Sophie est vétérinaire rurale dans le Confolentais. Un rêve d'enfant devenu realité.
Pierre-Antoine a ce métier dans le sang, comme sa famille avant lui. BTS agricole, licence en productions végétales puis diplôme d’ingénieur agronome, la voie était tracée : devenir éleveur.
Diplômes en poche, le couple souhaite s'installer mais avant tout penser autrement et inventer l’agriculture de demain. L’équilibre naturel des écosystèmes et le développement de la biodiversité sont des priorités pour préserver la santé des citoyens et des consommateurs. Il n'en fallait pas moins pour attirer l'oreille attentive et le regard bienveillant de Nicolas Fay. Le premier pas n'est pas le plus simple mais il est celui qui engage, celui qui montre un chemin, celui des possibles. C'est ce que racontent les jeunes éco-agriculteurs dans ce film.

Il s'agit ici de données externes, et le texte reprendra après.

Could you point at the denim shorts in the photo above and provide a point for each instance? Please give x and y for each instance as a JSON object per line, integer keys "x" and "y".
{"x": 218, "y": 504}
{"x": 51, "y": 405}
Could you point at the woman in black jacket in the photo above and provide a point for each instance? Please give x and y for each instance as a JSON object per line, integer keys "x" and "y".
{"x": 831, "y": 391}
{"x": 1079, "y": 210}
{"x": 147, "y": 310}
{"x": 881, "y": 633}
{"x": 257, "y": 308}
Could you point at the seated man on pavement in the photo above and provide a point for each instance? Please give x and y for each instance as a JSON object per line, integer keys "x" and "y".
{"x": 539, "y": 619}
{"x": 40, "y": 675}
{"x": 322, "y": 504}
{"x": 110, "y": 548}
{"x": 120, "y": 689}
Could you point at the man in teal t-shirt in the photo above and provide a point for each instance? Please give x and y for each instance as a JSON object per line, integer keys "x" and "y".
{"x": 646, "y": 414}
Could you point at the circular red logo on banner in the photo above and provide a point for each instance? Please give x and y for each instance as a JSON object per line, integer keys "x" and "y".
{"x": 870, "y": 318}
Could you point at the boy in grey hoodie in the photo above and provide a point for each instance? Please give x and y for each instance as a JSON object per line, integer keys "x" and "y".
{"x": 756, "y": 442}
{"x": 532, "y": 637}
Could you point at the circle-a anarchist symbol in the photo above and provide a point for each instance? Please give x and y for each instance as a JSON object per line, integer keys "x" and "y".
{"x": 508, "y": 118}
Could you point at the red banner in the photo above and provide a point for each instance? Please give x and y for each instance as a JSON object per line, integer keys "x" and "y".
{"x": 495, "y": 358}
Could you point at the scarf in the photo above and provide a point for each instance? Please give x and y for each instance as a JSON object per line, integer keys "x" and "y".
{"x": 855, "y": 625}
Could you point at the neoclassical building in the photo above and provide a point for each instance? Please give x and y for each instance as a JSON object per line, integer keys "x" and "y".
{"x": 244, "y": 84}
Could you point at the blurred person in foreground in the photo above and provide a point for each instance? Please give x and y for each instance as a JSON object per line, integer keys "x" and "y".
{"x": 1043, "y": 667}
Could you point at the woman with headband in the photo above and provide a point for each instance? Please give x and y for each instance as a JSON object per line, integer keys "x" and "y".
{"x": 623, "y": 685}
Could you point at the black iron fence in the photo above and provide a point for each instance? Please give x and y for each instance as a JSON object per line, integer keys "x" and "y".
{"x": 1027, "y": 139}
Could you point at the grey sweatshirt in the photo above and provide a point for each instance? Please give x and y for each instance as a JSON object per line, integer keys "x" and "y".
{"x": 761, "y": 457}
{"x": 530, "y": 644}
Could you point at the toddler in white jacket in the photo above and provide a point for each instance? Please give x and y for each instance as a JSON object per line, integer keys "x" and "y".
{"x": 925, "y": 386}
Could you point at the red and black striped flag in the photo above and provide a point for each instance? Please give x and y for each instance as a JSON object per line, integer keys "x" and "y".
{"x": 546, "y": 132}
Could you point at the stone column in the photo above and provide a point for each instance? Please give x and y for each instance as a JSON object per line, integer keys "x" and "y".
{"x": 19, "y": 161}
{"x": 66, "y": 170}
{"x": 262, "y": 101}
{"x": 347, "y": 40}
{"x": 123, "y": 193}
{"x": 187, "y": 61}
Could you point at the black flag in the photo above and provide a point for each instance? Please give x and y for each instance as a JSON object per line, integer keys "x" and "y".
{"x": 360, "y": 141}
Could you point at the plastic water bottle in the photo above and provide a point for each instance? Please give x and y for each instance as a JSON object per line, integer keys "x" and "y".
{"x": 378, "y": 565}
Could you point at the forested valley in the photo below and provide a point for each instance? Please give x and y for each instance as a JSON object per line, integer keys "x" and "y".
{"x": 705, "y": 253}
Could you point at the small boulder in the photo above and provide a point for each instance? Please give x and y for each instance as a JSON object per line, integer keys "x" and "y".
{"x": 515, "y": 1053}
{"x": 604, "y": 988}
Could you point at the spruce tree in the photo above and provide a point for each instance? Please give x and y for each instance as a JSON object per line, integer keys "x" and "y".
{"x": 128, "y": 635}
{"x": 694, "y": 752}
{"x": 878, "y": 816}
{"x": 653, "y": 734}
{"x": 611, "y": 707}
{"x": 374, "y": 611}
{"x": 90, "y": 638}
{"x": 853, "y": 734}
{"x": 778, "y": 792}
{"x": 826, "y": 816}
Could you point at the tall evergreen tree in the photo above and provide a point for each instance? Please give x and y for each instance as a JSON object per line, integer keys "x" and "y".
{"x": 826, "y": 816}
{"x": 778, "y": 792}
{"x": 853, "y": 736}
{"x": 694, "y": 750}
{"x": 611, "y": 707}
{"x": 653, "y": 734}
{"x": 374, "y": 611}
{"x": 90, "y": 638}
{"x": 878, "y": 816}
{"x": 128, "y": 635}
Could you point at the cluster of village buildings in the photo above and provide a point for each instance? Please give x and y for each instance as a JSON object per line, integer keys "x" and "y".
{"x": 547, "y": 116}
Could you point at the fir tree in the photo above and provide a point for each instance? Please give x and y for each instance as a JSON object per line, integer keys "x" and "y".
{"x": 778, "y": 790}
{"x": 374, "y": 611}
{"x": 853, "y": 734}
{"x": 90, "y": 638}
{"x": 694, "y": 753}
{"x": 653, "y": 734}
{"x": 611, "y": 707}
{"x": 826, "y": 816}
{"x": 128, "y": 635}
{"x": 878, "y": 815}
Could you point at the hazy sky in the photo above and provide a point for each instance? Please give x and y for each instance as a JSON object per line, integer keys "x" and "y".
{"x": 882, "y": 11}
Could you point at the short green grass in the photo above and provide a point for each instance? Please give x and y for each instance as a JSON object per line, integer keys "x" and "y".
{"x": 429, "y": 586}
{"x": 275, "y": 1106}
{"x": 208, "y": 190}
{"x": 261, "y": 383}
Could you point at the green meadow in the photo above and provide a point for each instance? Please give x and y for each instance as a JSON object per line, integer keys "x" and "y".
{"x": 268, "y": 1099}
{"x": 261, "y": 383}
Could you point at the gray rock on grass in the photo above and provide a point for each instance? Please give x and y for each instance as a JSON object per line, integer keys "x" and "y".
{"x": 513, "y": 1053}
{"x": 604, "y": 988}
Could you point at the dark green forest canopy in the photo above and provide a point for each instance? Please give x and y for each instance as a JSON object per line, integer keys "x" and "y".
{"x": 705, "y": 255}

"Pedro" et Sophie ont participé en 2021, à l'émission présentée par Stéphane Bern et diffusée sur France 3 : La ferme préférée des français. A cette occasion une équipe de France 3 Poitou-Charentes était allée à leur rencontre :
Si notre société est mondialisée, il n'en demeure pas moins que lorsque que l'un des intervenants du film dit : "Je suis paysan, je préserve les paysages ; un exploitant, ça exploite", nous sommes dans l'obligation de réfléchir à la fois à notre consommation et à notre responsabilité de citoyen consommateur. Pedro et Sophie, au fil du film, font comprendre que le chemin qui ouvre le documentaire n'est pas que le leur. Il est aussi le nôtre, rien ne nous interdit de l'emprunter, peut-être juste pour comprendre dans un premier temps, comme un premier pas, là aussi.
Ci-dessous, la bande annonce du film documentaire Le premier pas : réalisé par Nicolas Fay
La dernière image du film est une citation d'Antoine de Saint-Exupéry :
Nous n'héritons pas de la terre de nos ancêtres, nous l'empruntons à nos enfants.
Entre les images du début du film et celles qui clôt le documentaire, passent 52 minutes d'un film sensible qui pose des problématiques actuelles et à venir sur notre lien avec la terre. Puisque le mot fut à la mode il y a quelques mois, utilisons-le : Le premier pas est un film "essentiel".